Nanomedicine based gene delivery to the eye
There are an estimated 100 million people around the world with advanced glaucoma, atrophic macular degeneration, advanced diabetic retinopathy and monogenic retinal degenerations. Each of these diseases results in the atrophy of retinal cells, which cannot regenerate. To treat a broad range of retinal disorders, non-viral vectors should 1) transduce degenerating retina using a less invasive injection technique that can be repeated throughout the patient’s life and 2) deliver genes of any size. We have shown that LNPs can deliver mRNA to the back of the eye after subretinal injections. We are engineering nanoparticles with various size and stability that can overcome barriers of the vitreous and traduce different regions of the retina in various animal models, including non-human primates. This work is being performed in collaboration with Dr. Mark Pennesi, a clinician with specialization in retinal degeneration and Drs. Trevor McGill and Martha Neuringer, experts in non-human primate eye biology. This work is supported through the Medical Research Foundation of Oregon (G.S).

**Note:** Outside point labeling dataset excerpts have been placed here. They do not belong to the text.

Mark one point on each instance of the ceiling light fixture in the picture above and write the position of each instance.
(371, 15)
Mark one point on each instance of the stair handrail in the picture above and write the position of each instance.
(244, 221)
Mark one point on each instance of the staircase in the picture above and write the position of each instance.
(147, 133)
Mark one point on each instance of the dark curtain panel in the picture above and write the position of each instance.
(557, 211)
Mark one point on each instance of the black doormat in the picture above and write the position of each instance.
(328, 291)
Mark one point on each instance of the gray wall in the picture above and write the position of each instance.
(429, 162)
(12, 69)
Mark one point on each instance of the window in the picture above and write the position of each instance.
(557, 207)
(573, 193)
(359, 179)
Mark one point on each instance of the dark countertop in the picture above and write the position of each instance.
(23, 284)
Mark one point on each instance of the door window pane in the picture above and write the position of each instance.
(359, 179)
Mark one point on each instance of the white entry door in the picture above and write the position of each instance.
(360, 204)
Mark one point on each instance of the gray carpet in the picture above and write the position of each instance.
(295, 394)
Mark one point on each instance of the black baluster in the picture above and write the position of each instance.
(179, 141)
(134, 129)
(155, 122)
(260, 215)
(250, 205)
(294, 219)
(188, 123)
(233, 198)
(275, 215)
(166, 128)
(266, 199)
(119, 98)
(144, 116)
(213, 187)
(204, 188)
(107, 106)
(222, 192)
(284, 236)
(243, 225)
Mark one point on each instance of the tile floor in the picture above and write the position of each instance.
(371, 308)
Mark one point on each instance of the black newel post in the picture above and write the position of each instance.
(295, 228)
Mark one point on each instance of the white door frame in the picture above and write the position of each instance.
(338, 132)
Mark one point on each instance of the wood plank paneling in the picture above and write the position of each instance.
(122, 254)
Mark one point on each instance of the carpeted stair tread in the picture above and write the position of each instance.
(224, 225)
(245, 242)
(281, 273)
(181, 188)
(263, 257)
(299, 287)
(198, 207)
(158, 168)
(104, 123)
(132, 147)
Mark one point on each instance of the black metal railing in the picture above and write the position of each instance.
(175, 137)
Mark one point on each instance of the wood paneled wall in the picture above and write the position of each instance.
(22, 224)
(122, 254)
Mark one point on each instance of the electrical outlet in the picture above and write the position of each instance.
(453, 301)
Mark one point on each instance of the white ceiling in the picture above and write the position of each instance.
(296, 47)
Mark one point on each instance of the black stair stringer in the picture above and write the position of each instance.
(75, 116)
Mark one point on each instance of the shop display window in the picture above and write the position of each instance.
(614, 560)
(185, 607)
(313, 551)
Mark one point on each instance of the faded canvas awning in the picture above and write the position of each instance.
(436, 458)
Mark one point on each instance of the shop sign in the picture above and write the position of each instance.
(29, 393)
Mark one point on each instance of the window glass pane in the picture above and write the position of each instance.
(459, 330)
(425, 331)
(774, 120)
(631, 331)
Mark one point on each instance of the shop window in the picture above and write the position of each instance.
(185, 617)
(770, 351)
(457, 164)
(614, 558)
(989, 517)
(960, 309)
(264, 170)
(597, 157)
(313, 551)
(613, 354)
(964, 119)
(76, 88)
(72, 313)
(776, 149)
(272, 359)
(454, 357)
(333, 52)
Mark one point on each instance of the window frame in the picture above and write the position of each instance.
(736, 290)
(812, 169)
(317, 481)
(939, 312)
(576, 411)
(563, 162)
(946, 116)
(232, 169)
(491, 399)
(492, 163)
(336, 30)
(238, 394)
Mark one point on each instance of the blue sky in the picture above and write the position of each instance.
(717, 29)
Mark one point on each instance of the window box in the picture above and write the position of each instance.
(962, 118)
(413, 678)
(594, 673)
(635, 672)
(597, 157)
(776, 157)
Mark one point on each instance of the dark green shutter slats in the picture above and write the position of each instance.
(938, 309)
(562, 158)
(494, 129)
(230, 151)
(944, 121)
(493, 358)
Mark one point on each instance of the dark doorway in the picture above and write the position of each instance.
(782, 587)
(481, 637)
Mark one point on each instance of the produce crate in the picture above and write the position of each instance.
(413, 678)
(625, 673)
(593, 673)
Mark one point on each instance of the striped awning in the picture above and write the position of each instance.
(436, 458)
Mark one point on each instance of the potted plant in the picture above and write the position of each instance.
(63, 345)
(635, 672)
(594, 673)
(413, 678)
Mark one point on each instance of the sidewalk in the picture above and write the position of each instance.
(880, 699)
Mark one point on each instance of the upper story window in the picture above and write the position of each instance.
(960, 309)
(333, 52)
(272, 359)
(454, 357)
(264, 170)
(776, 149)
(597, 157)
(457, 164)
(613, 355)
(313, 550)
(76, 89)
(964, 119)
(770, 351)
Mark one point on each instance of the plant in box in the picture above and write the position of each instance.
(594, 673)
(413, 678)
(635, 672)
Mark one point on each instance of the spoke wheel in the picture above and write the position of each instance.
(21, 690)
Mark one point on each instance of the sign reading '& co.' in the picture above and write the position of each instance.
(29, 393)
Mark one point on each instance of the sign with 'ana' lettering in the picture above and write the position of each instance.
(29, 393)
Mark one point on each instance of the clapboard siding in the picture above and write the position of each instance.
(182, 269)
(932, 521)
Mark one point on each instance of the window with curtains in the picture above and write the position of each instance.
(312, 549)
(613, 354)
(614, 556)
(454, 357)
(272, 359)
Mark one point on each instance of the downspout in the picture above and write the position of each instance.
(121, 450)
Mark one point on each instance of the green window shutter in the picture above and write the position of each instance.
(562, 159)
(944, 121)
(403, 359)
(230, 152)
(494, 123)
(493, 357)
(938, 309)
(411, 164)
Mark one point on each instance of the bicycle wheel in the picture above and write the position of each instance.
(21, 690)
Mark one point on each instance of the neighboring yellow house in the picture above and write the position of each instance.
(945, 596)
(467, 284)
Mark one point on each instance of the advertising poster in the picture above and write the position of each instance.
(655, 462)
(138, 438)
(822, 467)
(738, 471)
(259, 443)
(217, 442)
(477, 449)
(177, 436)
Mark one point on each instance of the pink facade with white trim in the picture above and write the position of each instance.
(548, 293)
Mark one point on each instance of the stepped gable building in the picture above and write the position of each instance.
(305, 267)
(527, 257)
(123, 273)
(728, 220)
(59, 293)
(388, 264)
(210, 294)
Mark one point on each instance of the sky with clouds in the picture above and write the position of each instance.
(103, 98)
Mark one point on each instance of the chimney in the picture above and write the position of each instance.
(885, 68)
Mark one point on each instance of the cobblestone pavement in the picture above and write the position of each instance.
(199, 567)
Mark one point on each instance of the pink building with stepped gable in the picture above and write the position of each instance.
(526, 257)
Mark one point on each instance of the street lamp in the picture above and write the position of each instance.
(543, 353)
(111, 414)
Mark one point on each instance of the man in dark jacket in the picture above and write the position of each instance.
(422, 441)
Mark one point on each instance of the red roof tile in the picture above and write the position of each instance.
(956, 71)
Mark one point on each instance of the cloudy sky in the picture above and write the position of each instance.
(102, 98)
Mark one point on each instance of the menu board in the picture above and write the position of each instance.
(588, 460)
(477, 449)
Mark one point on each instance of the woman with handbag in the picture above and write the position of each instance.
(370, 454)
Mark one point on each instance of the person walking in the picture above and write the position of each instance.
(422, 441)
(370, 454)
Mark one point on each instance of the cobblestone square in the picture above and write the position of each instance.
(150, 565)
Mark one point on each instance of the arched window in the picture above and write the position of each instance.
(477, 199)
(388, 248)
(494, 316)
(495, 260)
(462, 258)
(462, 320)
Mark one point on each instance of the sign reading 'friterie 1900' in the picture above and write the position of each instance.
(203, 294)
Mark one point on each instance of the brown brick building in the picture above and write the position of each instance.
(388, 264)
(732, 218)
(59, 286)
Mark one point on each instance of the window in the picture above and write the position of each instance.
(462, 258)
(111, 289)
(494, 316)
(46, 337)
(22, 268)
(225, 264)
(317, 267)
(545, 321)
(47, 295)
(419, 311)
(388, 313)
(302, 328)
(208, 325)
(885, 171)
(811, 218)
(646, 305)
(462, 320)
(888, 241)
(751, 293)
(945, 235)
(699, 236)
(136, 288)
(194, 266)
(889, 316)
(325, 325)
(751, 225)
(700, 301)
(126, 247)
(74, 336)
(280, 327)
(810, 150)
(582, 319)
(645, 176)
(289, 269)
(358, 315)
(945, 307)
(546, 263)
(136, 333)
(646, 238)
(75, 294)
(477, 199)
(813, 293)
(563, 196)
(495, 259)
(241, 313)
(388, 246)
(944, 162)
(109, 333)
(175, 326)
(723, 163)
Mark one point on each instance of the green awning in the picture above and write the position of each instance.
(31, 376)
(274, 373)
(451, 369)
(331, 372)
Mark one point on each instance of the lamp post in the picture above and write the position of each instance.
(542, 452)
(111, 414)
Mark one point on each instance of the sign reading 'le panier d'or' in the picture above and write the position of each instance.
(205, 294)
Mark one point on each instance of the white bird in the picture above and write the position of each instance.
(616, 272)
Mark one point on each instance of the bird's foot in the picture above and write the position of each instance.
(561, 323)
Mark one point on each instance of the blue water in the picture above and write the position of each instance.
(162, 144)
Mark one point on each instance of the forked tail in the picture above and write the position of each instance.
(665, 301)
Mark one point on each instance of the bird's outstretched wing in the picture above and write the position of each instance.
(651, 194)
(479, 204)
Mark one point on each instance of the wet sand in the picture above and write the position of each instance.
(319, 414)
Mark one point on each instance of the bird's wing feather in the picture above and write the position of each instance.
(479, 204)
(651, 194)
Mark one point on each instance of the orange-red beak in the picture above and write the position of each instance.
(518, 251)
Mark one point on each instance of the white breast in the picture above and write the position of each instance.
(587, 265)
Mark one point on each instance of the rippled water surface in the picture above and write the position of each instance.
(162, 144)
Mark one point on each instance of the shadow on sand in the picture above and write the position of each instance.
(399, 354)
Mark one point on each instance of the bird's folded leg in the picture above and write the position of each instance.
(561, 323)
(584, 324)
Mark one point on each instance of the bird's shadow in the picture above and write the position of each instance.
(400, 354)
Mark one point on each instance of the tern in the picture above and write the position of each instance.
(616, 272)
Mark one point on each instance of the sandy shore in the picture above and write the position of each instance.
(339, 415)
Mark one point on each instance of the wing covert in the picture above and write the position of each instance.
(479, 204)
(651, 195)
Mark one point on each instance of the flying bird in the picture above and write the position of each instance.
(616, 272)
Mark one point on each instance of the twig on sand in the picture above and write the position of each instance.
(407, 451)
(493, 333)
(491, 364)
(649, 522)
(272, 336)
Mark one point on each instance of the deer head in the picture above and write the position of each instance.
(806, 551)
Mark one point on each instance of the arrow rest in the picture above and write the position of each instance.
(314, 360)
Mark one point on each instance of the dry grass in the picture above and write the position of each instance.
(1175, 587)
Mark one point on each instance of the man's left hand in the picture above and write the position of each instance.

Supramolecular assembly of peptide NanoDrills
Intracellular delivery of peptides can be used for selective targeting of tissues and organs. Through sequential ligation of peptide building blocks, we created cell penetrating self-assembling peptide nanomaterials that can form distinct shapes and morphology reminiscent of a “drill-bit”. These NanoDrills can deliver drugs in-vitro and in-vivo.